So stammt die Hyazinthe aus Zentralasien - ebenso wie die wohl populärste Frühlingsblume, die Tulpe. Sie gelangte im 16. Jahrhundert über die Türkei nach Deutschland - und dann erst nach Holland. „Das sind nur ein paar Beispiele, um zu illustrieren, wie globalisiert unser Frühlingsgefühl ist“, sagt Hohlstein.
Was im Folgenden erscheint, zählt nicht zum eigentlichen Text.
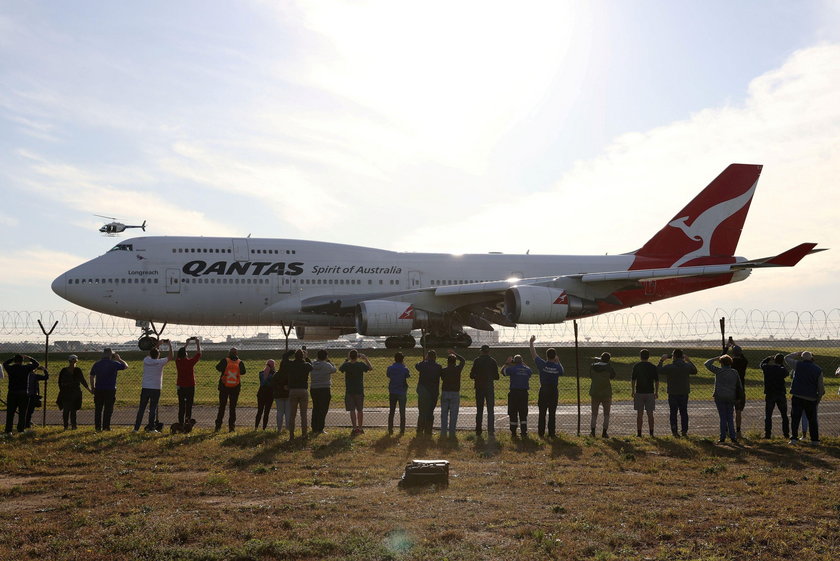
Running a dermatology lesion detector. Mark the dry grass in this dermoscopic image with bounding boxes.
[0,429,840,561]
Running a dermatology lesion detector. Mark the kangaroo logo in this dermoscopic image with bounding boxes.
[668,181,758,267]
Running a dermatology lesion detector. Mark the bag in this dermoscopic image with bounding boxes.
[399,460,449,488]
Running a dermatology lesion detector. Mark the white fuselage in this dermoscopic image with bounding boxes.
[52,237,633,326]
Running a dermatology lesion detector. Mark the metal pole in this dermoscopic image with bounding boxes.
[574,320,580,436]
[38,320,58,427]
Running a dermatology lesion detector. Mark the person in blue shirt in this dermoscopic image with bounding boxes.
[385,353,411,436]
[502,355,533,438]
[414,351,443,436]
[529,335,563,438]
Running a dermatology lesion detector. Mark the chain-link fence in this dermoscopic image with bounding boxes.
[0,309,840,437]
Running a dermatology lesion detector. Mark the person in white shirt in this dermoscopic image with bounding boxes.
[134,339,175,432]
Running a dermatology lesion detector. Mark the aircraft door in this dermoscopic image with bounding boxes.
[277,275,292,294]
[232,238,251,261]
[166,269,181,294]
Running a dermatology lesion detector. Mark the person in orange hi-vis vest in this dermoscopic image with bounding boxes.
[216,347,245,432]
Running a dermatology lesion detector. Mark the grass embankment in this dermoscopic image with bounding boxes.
[0,428,840,561]
[49,347,840,409]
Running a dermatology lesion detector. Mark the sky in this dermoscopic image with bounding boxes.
[0,0,840,330]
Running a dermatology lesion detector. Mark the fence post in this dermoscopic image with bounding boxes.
[574,320,580,437]
[38,319,58,427]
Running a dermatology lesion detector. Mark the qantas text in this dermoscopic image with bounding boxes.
[181,261,303,277]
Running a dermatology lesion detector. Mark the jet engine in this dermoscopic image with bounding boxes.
[295,325,356,341]
[505,286,598,324]
[356,300,429,337]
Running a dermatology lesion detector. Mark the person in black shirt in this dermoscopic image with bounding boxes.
[760,353,790,438]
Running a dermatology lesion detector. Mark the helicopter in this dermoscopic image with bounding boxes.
[94,214,146,236]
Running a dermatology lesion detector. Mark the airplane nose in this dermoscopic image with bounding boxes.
[52,274,67,298]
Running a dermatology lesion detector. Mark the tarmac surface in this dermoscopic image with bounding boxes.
[23,396,840,437]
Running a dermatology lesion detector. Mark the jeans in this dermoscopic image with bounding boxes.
[388,393,406,434]
[715,397,736,442]
[537,386,558,436]
[440,392,461,438]
[668,394,688,435]
[309,388,332,432]
[475,384,496,434]
[764,394,790,438]
[254,386,274,430]
[274,397,289,432]
[6,393,29,434]
[134,388,160,430]
[216,382,242,430]
[178,386,195,426]
[93,389,117,430]
[790,395,820,442]
[417,386,437,436]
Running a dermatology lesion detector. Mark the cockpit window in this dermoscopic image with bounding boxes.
[108,243,134,253]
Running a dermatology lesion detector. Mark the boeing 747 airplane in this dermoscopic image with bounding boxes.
[52,164,821,348]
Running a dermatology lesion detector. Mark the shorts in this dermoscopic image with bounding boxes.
[633,393,656,411]
[344,393,365,411]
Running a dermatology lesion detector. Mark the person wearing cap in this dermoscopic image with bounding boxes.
[470,345,499,438]
[502,355,533,438]
[56,355,93,430]
[3,354,44,435]
[254,359,277,430]
[89,348,128,431]
[761,353,790,438]
[134,339,175,432]
[529,335,563,438]
[785,351,825,445]
[175,337,201,431]
[216,347,245,432]
[724,337,750,438]
[656,349,697,436]
[589,352,615,438]
[440,349,466,440]
[704,355,744,444]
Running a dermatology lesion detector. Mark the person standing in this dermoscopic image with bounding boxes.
[88,348,128,431]
[785,351,825,445]
[254,359,277,430]
[502,355,533,438]
[385,352,411,436]
[175,337,201,432]
[589,352,615,438]
[339,349,373,434]
[529,335,563,438]
[703,355,744,444]
[657,349,697,436]
[309,349,336,434]
[727,337,750,438]
[271,351,295,432]
[134,339,175,432]
[216,347,246,432]
[630,349,659,438]
[57,355,93,430]
[414,350,443,436]
[470,345,499,438]
[440,350,466,440]
[26,360,50,429]
[3,354,43,435]
[286,349,312,440]
[760,353,790,438]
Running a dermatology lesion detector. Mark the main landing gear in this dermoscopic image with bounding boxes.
[135,321,166,351]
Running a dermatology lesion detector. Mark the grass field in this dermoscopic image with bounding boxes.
[46,347,840,408]
[0,428,840,561]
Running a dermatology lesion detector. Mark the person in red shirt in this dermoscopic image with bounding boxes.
[175,337,201,432]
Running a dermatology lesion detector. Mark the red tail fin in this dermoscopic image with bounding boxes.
[630,164,761,269]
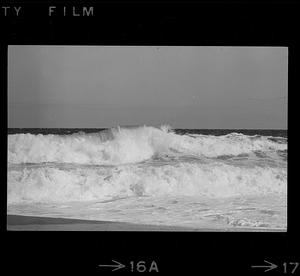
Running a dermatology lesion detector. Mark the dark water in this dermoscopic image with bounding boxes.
[7,128,287,137]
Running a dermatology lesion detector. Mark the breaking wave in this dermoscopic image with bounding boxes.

Der erste Frühlingsduft unmittelbar nach dem Ende des Winters im März stammt allerdings noch gar nicht von blühenden Veilchen, Narzissen oder Flieder. „Der erste Frühlingsduft beginnt viel früher“, sagt Professor Hatt. „Wenn die ersten warmen Sonnenstrahlen den kalten, vielleicht noch gefrorenen Boden treffen, dann wird durch die Wärme Wasser freigesetzt, und die Moose und verrotteten Blätter und all diese Dinge geben aufgrund der höheren Temperatur ihre Duftstoffe in die Luft ab und werden mit dem Wasserdampf hochgerissen in unsere Nase.“
Das Ergebnis: fauliger Modergeruch! Eigentlich alles andere als angenehm, wie Hatt einräumen muss: „Dieser erste Frühlingsgeruch, wenn man so merkt: „Ah, jetzt liegt der Frühling in der Luft!“, der ist eigentlich gar nicht so toll.“ Weil das Gehirn die Information aus der Nase aber sofort mit einer angenehmen Erinnerung verknüpft, wird es doch als etwas Positives empfunden. Das kann auch für alle möglichen anderen Gerüche gelten. Wenn Mutter früher bei den ersten Sonnenstrahlen immer den großen Frühjahrsputz gemacht hat, dann kann der Geruch scharfer Scheuermittel ein Leben lang romantische Frühlingsgefühle wecken.
Umgekehrt gilt das allerdings auch: Wer die schöne Jahreszeit fürchtet, weil er zum Beispiel Pollenallergiker ist - mit anderen Worten: wer den Frühling nicht riechen kann - für den duftet er nicht. Er stinkt. Und zwar durchgängig.